The emails were released this week as a result of a lawsuit settlement with the Mackinac Center for Public Policy, which sued UM for failing to comply with a Freedom of Information Act request surrounding President Mark Schlissel’s Trump-related emails.
The FOIA request was filed a few days after the November election by Mackinac Center’s Derek Draplin, who was looking into the university’s decision to host events for students who were upset about the election. The center noted that the University of Michigan receives over $1 billion in taxpayer funds each year and Schlissel is a public employee.
The earliest of the emails released is from Aug. 12, 2016, and it includes a Washington Post article written by a college president explaining how he will “teach Trump” to his students, “calling out the candidate’s bigotry.”
In the next email, Schlissel explains to a UM colleague why he didn’t go for the “typical light feel good” summer convocation speech, noting that he had a room full of “first-time voters” before him.
“I realize that some may interpret this as anti-Trump although there is nothing explicit in the remarks,” Schlissel wrote. “That’s just the way it will have to be. I would feel awful if Trump won the election and I was too afraid of appearing political to make any effort to encourage our students to thoughtfully participate. I am willing to accept the criticism since I think it’s very important.”
Weeks later, on election night, Schlissel responded to an email from Andrea Fischer Newman, a Republican member of the university’s board of regents, about an article by The College Fix with video of a Michigan professor’s lengthy rant against voting for Trump.
The professor warned students they would lose civil liberties, Roe v Wade would be reversed and said they could kiss goodbye affirmative action and equal pay, among other things, if Trump was elected.
“It’s not inherently wrong for a faculty member to take a position on any issue, including an election,” Schlissel wrote to Newman. “The key is that they are solicitous and tolerant of the views of students that disagree and that those students don’t feel persecuted in any way.”

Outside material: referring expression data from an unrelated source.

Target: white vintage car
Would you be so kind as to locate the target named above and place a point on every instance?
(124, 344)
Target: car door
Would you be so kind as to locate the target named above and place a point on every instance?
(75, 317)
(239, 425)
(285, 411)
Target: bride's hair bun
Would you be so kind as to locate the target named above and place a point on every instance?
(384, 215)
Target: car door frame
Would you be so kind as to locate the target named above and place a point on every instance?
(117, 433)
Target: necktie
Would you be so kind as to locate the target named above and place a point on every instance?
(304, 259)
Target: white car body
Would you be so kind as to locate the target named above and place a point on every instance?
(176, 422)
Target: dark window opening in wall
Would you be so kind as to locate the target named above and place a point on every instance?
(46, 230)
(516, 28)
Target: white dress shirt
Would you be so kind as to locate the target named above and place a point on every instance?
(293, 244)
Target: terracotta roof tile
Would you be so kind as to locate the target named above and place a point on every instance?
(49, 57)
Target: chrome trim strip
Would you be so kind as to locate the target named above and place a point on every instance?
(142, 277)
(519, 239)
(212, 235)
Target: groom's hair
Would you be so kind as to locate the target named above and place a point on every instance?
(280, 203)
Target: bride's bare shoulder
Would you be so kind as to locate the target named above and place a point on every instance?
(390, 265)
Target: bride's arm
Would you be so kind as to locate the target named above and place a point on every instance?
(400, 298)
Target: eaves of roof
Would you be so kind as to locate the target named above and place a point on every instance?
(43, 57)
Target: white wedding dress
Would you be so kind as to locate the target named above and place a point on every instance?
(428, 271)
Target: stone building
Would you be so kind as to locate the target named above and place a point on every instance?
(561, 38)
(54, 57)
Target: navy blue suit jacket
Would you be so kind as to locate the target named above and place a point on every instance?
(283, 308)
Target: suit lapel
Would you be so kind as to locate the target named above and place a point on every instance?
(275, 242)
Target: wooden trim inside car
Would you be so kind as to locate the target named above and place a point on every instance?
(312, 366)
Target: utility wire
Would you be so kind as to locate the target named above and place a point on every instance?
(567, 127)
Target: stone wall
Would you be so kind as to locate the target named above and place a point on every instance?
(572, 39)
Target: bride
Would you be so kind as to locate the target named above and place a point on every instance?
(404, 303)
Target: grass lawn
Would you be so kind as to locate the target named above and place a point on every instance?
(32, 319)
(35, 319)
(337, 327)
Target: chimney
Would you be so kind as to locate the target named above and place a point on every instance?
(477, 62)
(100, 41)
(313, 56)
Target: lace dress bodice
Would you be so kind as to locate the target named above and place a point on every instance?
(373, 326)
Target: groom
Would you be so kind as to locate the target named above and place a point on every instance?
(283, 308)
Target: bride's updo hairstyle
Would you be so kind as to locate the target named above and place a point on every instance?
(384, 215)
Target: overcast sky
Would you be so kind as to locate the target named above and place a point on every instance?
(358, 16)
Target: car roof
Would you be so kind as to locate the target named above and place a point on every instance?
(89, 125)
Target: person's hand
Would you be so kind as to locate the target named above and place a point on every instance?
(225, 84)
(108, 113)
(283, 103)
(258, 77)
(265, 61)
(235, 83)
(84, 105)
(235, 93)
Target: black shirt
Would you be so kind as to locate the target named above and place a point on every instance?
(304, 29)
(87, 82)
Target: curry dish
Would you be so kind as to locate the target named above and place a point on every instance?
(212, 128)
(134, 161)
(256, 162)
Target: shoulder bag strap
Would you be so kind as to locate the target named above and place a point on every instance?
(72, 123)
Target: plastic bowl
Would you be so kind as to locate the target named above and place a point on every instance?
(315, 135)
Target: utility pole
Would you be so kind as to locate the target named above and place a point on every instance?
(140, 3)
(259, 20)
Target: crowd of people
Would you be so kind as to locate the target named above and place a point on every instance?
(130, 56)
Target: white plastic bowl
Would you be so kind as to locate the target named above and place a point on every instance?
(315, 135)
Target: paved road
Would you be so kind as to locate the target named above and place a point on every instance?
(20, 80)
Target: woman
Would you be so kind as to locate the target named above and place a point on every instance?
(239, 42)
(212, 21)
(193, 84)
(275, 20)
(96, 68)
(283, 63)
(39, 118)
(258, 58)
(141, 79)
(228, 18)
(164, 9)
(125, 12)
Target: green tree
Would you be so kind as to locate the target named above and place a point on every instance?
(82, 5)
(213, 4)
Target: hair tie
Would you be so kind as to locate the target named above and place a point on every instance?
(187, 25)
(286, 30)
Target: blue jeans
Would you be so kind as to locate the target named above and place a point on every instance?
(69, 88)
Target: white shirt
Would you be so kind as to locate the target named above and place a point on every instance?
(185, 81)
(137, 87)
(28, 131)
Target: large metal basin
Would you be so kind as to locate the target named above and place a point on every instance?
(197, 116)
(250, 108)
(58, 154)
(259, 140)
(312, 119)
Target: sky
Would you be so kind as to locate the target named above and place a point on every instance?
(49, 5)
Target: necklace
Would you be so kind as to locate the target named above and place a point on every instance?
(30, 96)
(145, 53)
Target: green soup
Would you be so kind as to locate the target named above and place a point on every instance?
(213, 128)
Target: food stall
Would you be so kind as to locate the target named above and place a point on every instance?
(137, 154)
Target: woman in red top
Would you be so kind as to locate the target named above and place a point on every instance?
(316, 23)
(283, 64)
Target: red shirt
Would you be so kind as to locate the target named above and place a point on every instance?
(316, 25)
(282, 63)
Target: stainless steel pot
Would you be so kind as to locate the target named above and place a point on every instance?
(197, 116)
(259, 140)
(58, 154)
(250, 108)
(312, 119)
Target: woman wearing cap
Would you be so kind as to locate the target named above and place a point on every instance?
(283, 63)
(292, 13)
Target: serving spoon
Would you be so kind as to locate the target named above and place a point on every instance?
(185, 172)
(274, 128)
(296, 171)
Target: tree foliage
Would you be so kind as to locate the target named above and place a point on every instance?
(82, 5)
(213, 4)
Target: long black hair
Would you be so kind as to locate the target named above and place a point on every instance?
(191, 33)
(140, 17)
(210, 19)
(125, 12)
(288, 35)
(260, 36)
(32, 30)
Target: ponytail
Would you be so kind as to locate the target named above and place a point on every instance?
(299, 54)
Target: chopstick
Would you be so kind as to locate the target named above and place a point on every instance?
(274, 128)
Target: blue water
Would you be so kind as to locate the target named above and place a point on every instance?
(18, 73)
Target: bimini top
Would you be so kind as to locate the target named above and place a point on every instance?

The University of Michigan president changed his tune after Hillary Clinton lost, speaking at an anti-Trump rally, then writing in an email two days after the election that it’s the public university’s job to aid in “pushing back against the idea that facts don’t matter, that science isn’t relevant to decision making and that people with white skin don’t belong here.”
Schlissel added that he was “torn on recommendations for appointees” since he couldn’t “imagine lending one’s name to a Trump administration.”
In another email following his anti-Trump remarks, Schlissel called it “ironic” that a “minority of Trump supporters” at UM “now feel marginalized and ostracized in our campus milieu and post-election activity.”
The Mackinac Center said the emails were being withheld in violation of the Freedom of Information Act by claiming the email were protected conversation under law when none of those emails met that standard.
When asked about the center’s claim, university spokesman Rick Fitzgerald referred Fox News to the joint statement, in which the university “denies any wrongdoing” and has agreed to improve its FOIA process as part of the settlement.
Both sides agree legislative action should make it clearer when governments must respond for FOIA requests.
“While ours was a simple request that could have been done in a matter of hours if not minutes, the state FOIA statute is not clear when documents must be provided after a deposit is paid,” Mackinac Center’s Vice President for Legal Affairs Patrick Wright told Fox News.